Effect of HBO on tissue PO2 in various organs

Central nervous system

Polarograhic measurements of tissue pO2 (PtiO2) in rat central nervous system (CNS)59 showed a range of 10-34mm Hg with normobaric air breathing. PtiO2 values rise to 452 ± 68mm Hg with breathing pure oxygen at 303.9kPa (3ata), and to 917 ± 123mm Hg with breathing pure oxygen at 506.5kPa (5ata) If CO2 is added to the inhaled gas, cortical pO2 increases even further because the vasoconstrictor response to hyperoxia is counteracted. With breathing a gas mixture of 95% O2 and 5% CO2, CNS PtiO2 increases to 791 ± 5mm Hg at 303.9kPa (3ata) and to 1540 ± 94mm Hg at 506.5kPa (5ata). Regional variations in PtiO2 depend on neuronal activity cerebral metabolic rate and blood flow. HBO decreases the concentration of NO which is a potent vasodilator, which provides protection against hyperoxic brain damage. In contrast, prolonged hyperoxia and/or higher levels of ambient pressure (506.5-607.8kPa, 5-6ata) led to increased NO production and blood flow, which could not be explained in detail.

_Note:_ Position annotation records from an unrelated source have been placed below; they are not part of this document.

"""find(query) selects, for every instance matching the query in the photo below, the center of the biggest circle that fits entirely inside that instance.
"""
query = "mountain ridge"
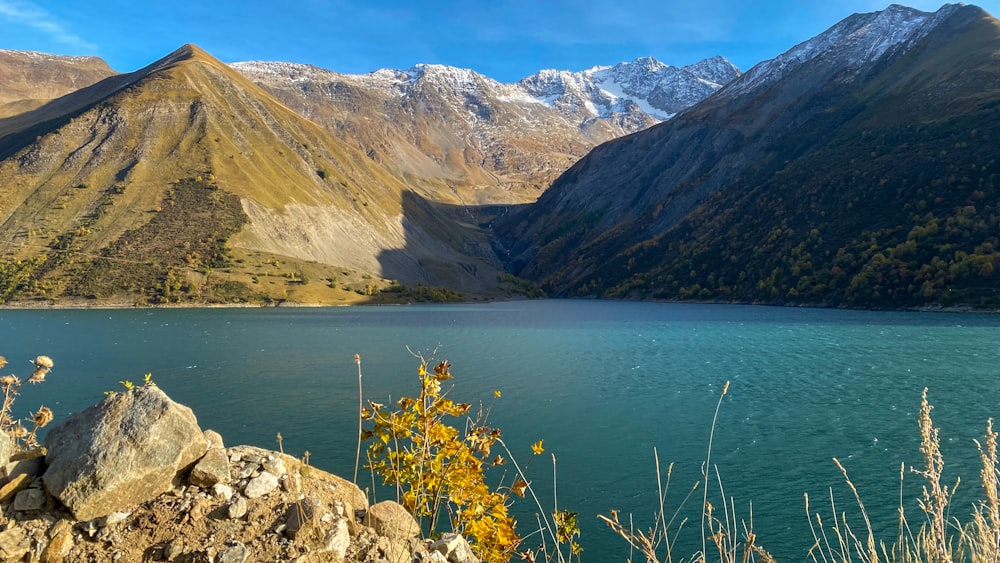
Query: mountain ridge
(723, 201)
(484, 141)
(162, 182)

Cerebral vasoconstriction, which is a determinant of tissue oxygen pressure, is the result of a sophisticated biochemical cascade of reactions in response to superoxide anion generation (O2-) induced by HBO. In this context, extracellular concentration of superoxide dismutase (SOD) plays a crucial role in regulating cerebral blood flow in vivo which could be shown in genetically altered mice strains60. High concentrations of SOD are found in vessels where NO is important for vascular relaxation.

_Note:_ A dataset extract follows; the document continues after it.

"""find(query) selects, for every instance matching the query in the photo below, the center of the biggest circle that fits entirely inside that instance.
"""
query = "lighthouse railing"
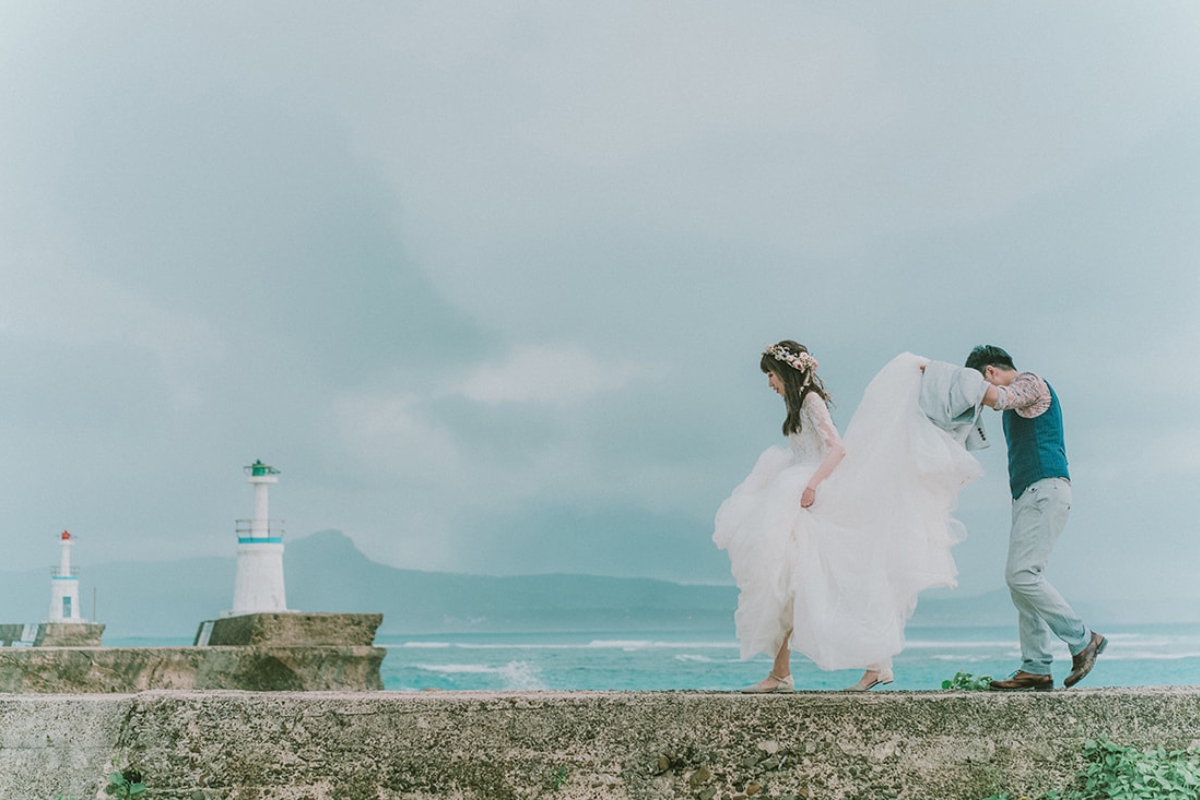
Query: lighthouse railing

Daugherty61 studied the effect of HBO at 1.5ata on cerebral PtiO2, oxygen consumption and mitochondrial function after lateral fluid-percussion injury in rats in comparison to 30% oxygen breathing. HBO was able to restore the reduced post-injury redox potential indicating impaired mitochondrial oxygen metabolism and to increase PtiO2 and brain VO2.

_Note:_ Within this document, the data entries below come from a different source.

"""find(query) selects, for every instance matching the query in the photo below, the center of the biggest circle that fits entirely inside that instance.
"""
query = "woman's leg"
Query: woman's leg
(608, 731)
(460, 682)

The impact of HBO on brain oxygenation at 192.5kPa (1.9ata) and 283.6kPa (2.8ata), intracranial pressure and brain glucose/ lactate levels was determined in anaesthetized and ventilated non brain injured pigs62. A normobaric increase of the FiO2 from 0.4 to 1.0 resulted in a rise of brain PtiO2 from 33 ± 14 to 63 ± 28mm Hg. A further increase was observed at 192.5kPa (1.9ata) (FIO2 of 1.0) to 151 ± 65mm Hg and at 283.6kPa (2.8ata) to 294 ± 134mm Hg. Intracranial pressure and glucose/lactate levels remained constant.